Your friend didn't understand what it meant because it's not idiomatic English, it's not natural native-speaker English, and it's flat-out wrong. It has to be something like "Is it getting late for you?" or "Isn't it getting late for you to be up and about instead of preparing for bed?" The semantics of those two sentences are quite different from the semantics of the original.
It's nonsense to claim that the sentence "Are you getting late?" is grammatical, simply because it doesn't work semantically. We ignore the ungrammaticality of idiomatic solecisms simply because they are semantically clear: we know what they mean because we use them all the time, and meaning is more important than grammar. We can safely ignore the grammatical status of a piece of semantic nonsense, because whether it's grammatical is irrelevant, unless Noam Chomsky's trying to make a linguistic point about colorless green ideas sleeping furiously.

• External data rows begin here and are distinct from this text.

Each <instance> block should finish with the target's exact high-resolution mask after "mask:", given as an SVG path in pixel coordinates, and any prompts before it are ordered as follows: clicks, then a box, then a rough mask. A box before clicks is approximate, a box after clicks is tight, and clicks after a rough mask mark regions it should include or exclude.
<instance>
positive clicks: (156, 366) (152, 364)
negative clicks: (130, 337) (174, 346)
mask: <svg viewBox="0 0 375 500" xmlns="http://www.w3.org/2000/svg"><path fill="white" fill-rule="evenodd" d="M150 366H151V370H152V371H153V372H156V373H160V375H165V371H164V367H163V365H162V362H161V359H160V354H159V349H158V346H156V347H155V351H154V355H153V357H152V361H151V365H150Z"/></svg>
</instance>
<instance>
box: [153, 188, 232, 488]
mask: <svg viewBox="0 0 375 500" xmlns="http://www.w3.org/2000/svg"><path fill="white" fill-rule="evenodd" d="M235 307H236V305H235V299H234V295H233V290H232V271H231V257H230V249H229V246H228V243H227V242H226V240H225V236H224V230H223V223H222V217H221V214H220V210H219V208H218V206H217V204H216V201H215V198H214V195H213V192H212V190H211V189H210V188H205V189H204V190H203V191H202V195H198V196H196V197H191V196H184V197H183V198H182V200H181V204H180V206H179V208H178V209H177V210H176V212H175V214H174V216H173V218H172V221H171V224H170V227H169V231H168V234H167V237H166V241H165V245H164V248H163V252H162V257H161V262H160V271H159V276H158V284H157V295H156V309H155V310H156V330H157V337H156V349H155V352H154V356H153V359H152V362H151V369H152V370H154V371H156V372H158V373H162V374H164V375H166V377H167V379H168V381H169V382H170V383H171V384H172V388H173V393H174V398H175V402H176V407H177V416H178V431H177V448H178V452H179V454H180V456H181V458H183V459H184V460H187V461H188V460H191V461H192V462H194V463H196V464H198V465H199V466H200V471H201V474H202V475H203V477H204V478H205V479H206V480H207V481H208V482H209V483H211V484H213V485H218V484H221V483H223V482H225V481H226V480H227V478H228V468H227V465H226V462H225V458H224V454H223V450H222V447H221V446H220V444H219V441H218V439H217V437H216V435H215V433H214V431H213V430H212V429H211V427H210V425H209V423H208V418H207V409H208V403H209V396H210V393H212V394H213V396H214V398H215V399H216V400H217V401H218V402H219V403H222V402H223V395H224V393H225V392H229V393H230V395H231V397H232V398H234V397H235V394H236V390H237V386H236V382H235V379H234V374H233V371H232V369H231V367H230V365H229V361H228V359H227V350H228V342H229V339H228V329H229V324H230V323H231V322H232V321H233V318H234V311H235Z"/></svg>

To claim that "Are you getting late?" may refer to someone about to be late to an appointment or to some woman whose menstrual period hasn't begun at the normal and expected time is stretching the language beyond the breaking point, I'm afraid. Although we may say that pregnancy, lateness, uniqueness, and death are technically ungradable but de facto gradable (because we do grade them when we speak), the fact is that there's a clear line, in this case, between being late and not late: 9 p.m. is the listener's normal bedtime.